When executing any stock trade, there are a variety of different orders from which you can choose. Many of these stock orders are confusing for new investors, so I would like to cover them all in separate posts. Today, we will be covering one of the most popular orders: the Market Order.

With a Market Order, there is no haggling on the price since the Market Order will purchase the stock at the best possible price available on the market--thus
getting the stock into your account as quickly as possible.
Image Source:

What is a Market Order? Essentially, it is a stock order where you prioritize time over price.

Consider the following scenario: suppose you are planning on purchasing Google stock one day. Suppose that it is 3:50 PM and the stock market is close to closing at 4:00 PM. During this time, there is a lot of volume on the NASDAQ, which consequently also means that the price will fluctuate a lot during this brief time period.

If you are really optimistic on Google stock and expect it to appreciate, then you will want to purchase the stock as cheap as possible. However, remember that during the last 10 minutes of the day the stock price is fluctuating quite a lot, and your trade may not get executed at the exact price which you want. Suppose Google had been trading at around $519-$526 a share during the day, and more around $521 during the end of the day (from 3:30 PM onwards). From 3:30 PM onwards, the stock may fluctuate rapidly between $521 ± $1, which may not seem drastic but is indeed a big difference when you are purchasing many shares at once.

If you expect Google stock to appreciate, you would want to own to own it as soon as possible at the best possible price; considering this situation coupled with the final minutes of trading, a Market Order may be a viable stock order.
Image Source: Yahoo! Finance

Additionally, keep in mind that you expect Google stock to appreciate, and thus you want to own shares today. Because of your optimism on the stock's performance, coupled with the time (3:50 PM, 10 minutes from the NASDAQ closing), there is very little space for you to get the price you want as well as your trade executing (remember, in a stock trade there must be a buyer and a seller).

It is during this time that a Market Order will be most beneficial.
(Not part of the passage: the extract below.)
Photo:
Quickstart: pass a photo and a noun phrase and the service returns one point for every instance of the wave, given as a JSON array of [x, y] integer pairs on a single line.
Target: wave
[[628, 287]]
The Market Order, unlike a Limit Order (which I will cover in the post following this), prioritizes time over price. This means that the Market Order is indifferent on the price of Google stock on the market--it simply wants to get you the stock in your hands as soon as possible (as you want to own it today because you expect it to appreciate either tomorrow, or sometime soon, and purchasing it tomorrow would ruin any profits). Assuming you have sufficient money in your account, the Market Order will execute at the best possible price available on the market.
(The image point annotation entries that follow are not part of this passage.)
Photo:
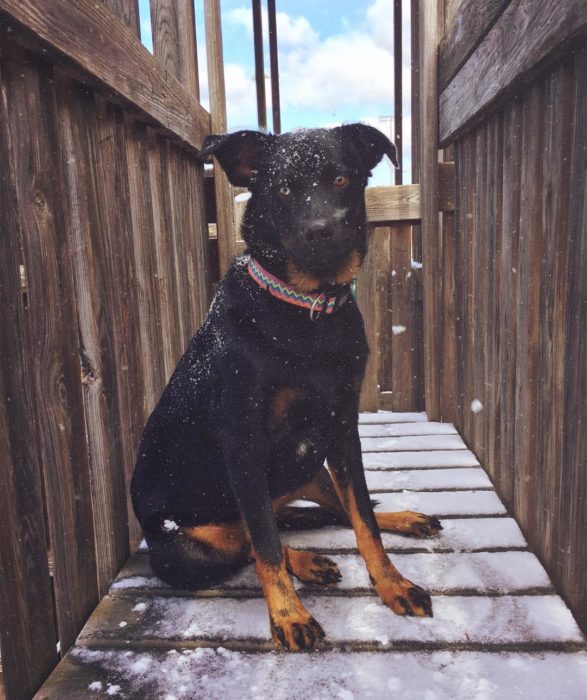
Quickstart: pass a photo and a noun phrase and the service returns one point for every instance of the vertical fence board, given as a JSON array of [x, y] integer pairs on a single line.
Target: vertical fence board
[[509, 291], [428, 117], [520, 292], [400, 344], [174, 40], [128, 12], [53, 347], [218, 125], [572, 522], [528, 379], [112, 236], [28, 634], [369, 301]]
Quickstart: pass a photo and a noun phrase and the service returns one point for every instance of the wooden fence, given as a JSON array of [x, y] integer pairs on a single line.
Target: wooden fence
[[509, 316], [105, 274]]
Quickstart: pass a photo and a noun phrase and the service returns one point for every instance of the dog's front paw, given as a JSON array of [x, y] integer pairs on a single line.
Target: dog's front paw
[[409, 523], [421, 525], [405, 598], [296, 633]]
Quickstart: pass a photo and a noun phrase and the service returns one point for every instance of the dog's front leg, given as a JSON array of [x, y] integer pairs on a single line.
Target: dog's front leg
[[346, 467], [246, 454]]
A Market Order prioritizes speed over price, making it a good order for investors looking for a fast executing order during final minutes of trading.
Image Source:

The Market Order is an instantaneous order which does not require specifying a price. So if Google happened to be trading at $521.30 the moment right before you executed the Market Order, you may end up buying Google at $522.10, since that may be the best possible price available that instant in which the order was executed (keep in mind that there are thousands of other orders coming in simultaneously during the last 10 minutes of the market). The downside to this is of course, that you purchased the stock for a higher price than you could have gotten it if you had specified your price and waited for the stock to trade at that price. The upside to this however, is that your order was executed instantaneously and thus you own the stock albeit purchasing it for a higher price.

In summary, the Market Order is an instantaneous stock order which has an upside and a downside:

Upside: A Market Order is instantaneous and will purchase the stock at the best possible price available on the market, thus getting the stock in your hands faster than any other order.
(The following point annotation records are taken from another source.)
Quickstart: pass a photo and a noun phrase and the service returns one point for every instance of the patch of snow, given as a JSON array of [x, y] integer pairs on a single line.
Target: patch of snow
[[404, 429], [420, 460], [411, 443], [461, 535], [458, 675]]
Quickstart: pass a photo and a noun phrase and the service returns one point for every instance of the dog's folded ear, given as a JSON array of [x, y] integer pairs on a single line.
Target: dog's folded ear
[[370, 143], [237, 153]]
Downside: The Market Order is price indifferent--meaning that you may end up purchasing the stock for a higher price rather than a lower price. This may cut in on your profits, but assuming that owning the stock was your priority, this downside is worth the risk.

The Market Order is a very popular order and is often used when an investor prioritizes owning a stock over the price paid for the stock. Paired with other stock orders, the market order can be a wise order given the right circumstances and conditions.

Look forward to my upcoming post on Limit Orders!